What the hell am I joining the party. Here is my version:
Flatten/@Flatten[Thread/@ Transpose@ {
It should be fast enough, I think.
EDIT
In response to the criticism @ Mr.Wizard (my first decision was to reorder the list) and to study a little the high-performance angle of the problem, here are two alternative solutions:
getMeans[e_] := Module[{temp = ConstantArray[0, Max[#[[All, 1, 1]]]]}, temp[[#[[All, 1, 1]]]] = Mean /@ #[[All, All, 2]]; List /@ temp[[e[[All, 1]]]]] &[GatherBy[e, First]]; getMeansSparse[e_] := Module[{temp = SparseArray[{Max[#[[All, 1, 1]]] -> 0}]}, temp[[#[[All, 1, 1]]]] = Mean /@ #[[All, All, 2]]; List /@ Normal@temp [[e[[All, 1]]]]] &[GatherBy[e, First]];
The first is the fastest trading memory for speed and can be used when the keys are integers, and the maximum value of the "key" (2 in your example) is not too large. The second solution does not contain the last limitation, but slower. Here is a great list of pairs:
In[303]:= tst = RandomSample[
The keys here can be from 1 to 1000, of which 500, and for each key - 300 random numbers. Now a few tests:
In[314]:= (res0 = getMeans[tst]); // Timing Out[314]= {0.109, Null} In[317]:= (res1 = getMeansSparse[tst]); // Timing Out[317]= {0.219, Null} In[318]:= (res2 = tst[[All, {1}]] /. Reap[Sow[#2, #] & @@@ tst, _, # -> Mean@ #2 &][[2]]); // Timing Out[318]= {5.687, Null} In[319]:= (res3 = tst[[All, {1}]] /. Dispatch[ Reap[Sow[#2, #] & @@@ tst, _, # -> Mean@ #2 &][[2]]]); // Timing Out[319]= {0.391, Null} In[320]:= res0 === res1 === res2 === res3 Out[320]= True
We see that getMeans is the fastest here, getMeansSparse second fastest, and @ Mr.Wizard's solution is slightly slower, but only when we use Dispatch , otherwise it is much slower. Mine and @ Mr.Wizard's solutions (with Dispatch) are similar in spirit, the difference in speed is due to the fact that array indexing (more rare) is more efficient than hash search. Of course, all this matters only when your list is really big.
EDIT 2
Here is a version of getMeans that uses Compile with a C object and returns numeric values โโ(rather than rational ones). This is about twice as fast as getMeans , and the fastest of my solutions.
getMeansComp = Compile[{{e, _Integer, 2}}, Module[{keys = e[[All, 1]], values = e[[All, 2]], sums = {0.} , lengths = {0}, , i = 1, means = {0.} , max = 0, key = -1 , len = Length[e]}, max = Max[keys]; sums = Table[0., {max}]; lengths = Table[0, {max}]; means = sums; Do[key = keys[[i]]; sums[[key]] += values[[i]]; lengths[[key]]++, {i, len}]; means = sums/(lengths + (1 - Unitize[lengths])); means[[keys]]], CompilationTarget -> "C", RuntimeOptions -> "Speed"] getMeansC[e_] := List /@ getMeansComp[e];
Code 1 - Unitize[lengths] protects against division by zero for unused keys.
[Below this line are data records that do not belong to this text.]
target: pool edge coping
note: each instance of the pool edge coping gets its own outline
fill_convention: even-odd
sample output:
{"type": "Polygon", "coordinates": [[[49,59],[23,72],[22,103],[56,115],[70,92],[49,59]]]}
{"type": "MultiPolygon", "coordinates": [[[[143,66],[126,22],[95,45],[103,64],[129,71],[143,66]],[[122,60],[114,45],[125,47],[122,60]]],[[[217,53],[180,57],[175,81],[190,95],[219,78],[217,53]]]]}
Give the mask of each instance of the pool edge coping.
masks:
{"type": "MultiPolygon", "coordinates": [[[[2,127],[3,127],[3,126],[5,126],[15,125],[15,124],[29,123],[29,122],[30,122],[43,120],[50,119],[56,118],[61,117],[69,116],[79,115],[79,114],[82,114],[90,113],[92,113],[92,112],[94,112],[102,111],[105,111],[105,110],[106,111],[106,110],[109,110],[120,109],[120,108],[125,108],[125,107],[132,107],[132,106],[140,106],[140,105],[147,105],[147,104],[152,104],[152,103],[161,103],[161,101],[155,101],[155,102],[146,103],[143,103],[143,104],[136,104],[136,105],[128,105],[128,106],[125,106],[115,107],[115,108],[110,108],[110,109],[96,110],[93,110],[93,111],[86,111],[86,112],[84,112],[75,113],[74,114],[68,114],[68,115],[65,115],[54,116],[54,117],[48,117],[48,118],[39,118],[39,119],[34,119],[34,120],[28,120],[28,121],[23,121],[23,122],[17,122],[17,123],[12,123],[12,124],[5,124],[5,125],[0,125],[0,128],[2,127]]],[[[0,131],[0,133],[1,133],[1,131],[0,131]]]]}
We need each number in a separate sublist, so we should call getMeansC , not getMeansComp directly. Here are a few measurements:
In[180]:= (res1 = getMeans[tst]); // Timing Out[180]= {0.11, Null} In[181]:= (res2 = getMeansC[tst]); // Timing Out[181]= {0.062, Null} In[182]:= N@res1 == res2 Out[182]= True
This can probably be considered as a highly optimized numerical solution. The fact that @ Mr.Wizardโs completely general, concise and beautiful solution is about 6-8 times slower speaks very well for the last general short solution, so if you donโt want to squeeze every microsecond out of it, I would stick with @Mr. Wizard alone (with Dispatch ). But itโs important to know how to optimize the code, and also to what extent it can be optimized (what you can expect).